Question: How hard is it to find these hacker bazaars and how hard is it to buy at one? The answer to both is: easy, according to Stewart. He added: “if you have the money to spend and you are willing to use their channels (such as paying via Bitcoin), they will sell you the goods.”
As far as fighting back, experts – although many acknowledge growing pessimism about how this war is going – offer tips they say will help credit unions fight off criminals.
* Tap into the same stolen resources crooks are using, is advice from Tommy Chin, technical support engineer at CORE Security. He pointed to massive breaches such as the recent Adobe breach which put tens of millions of user names and passwords into the hands of crooks. They mine that data because they know many people use the same credentials at multiple sites. Financial institutions can take a page from that same book, suggested Chin. “Companies can cross-reference that list of leaked credentials, pinpoint those who are at risk and teach them how to mitigate risk by choosing a much stronger password.”

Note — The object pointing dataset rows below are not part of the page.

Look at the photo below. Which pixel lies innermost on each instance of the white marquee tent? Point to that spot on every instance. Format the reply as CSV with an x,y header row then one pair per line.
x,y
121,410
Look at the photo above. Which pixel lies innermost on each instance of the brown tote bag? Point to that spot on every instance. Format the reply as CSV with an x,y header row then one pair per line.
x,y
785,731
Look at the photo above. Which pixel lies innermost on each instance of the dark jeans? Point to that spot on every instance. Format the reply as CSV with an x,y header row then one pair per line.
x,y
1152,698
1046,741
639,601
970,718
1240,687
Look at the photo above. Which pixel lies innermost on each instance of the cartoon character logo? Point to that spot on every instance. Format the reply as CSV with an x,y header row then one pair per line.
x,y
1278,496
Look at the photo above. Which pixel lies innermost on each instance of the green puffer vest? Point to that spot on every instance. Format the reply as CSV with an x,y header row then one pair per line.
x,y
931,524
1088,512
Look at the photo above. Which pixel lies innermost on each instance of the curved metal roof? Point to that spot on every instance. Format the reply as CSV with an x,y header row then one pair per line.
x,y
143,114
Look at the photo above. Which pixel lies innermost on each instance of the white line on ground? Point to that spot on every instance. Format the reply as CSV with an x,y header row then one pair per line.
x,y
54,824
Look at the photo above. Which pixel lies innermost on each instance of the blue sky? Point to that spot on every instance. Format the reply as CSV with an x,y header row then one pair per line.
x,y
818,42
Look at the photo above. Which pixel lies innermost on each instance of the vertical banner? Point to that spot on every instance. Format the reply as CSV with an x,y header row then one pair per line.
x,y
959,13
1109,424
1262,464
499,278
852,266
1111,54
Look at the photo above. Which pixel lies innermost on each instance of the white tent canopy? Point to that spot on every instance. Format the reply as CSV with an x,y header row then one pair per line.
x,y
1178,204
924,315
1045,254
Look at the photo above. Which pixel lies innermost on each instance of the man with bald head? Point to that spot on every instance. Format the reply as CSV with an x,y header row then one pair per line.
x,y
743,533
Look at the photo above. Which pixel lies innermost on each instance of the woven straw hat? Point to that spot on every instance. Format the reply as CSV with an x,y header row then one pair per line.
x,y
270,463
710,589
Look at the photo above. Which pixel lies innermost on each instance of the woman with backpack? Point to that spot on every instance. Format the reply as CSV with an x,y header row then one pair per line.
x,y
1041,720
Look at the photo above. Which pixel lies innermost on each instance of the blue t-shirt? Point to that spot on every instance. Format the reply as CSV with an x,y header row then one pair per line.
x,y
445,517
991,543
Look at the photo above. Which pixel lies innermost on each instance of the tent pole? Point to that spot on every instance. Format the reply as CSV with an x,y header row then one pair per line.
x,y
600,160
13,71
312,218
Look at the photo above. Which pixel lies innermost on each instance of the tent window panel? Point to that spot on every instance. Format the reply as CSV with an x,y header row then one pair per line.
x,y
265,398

Some companies are in fact said to be proactively hunting into those hacked data sets, looking for their own users and when they find a match, they contact the person, urging them to do a password reset.
* Use geolocation is advice from Benjamin Caudill, principal consultant at Rhino Security Labs. He elaborated: “The best thing financial institutions can do to tighten their defenses is to use geolocation services to identify the [Internet providers] and areas each customer logs in from, and disallow anomalous behavior based on that. It's not perfect, but it's a very intuitive and effective way to eliminate most malicious activity on accounts.”
When a Texarkana accountholder seeks to log in from Lahore, Pakistan, isn’t that a red flag? Especially when this accountholder has no prior history of international log-ins? Smart institutions are making more use of the location data they have in hand to make fast decisions about access, suggested Caudill.
* Use two-factor authentication is advice from Richard Henderson, a security strategist with Fortinet's FortiGuard Labs. “While not a panacea, it offers another layer of security for your customers. Unfamiliar login? Require the user to accept a text message with a one-time code that must be entered. Better still, have them use a two-factor authentication application all the time.”
Tim Keanini, chief technology officer at security company Lancope, agreed: “It is nuts to rely on username and password for perimeter defense. People will start to use two-factor. There is a real opportunity to up defenses with two-factor and mobile phones.”
The basic idea: require users when logging into a financial account, especially from an untrusted device or a new location, to receive a verifying SMS on a cellphone and then enter that code to get permission to proceed.
Is that perfect? Nobody thinks so – but just about everybody thinks it is a big step over the current, and porous, perimeter defenses that now seem thoroughly broken.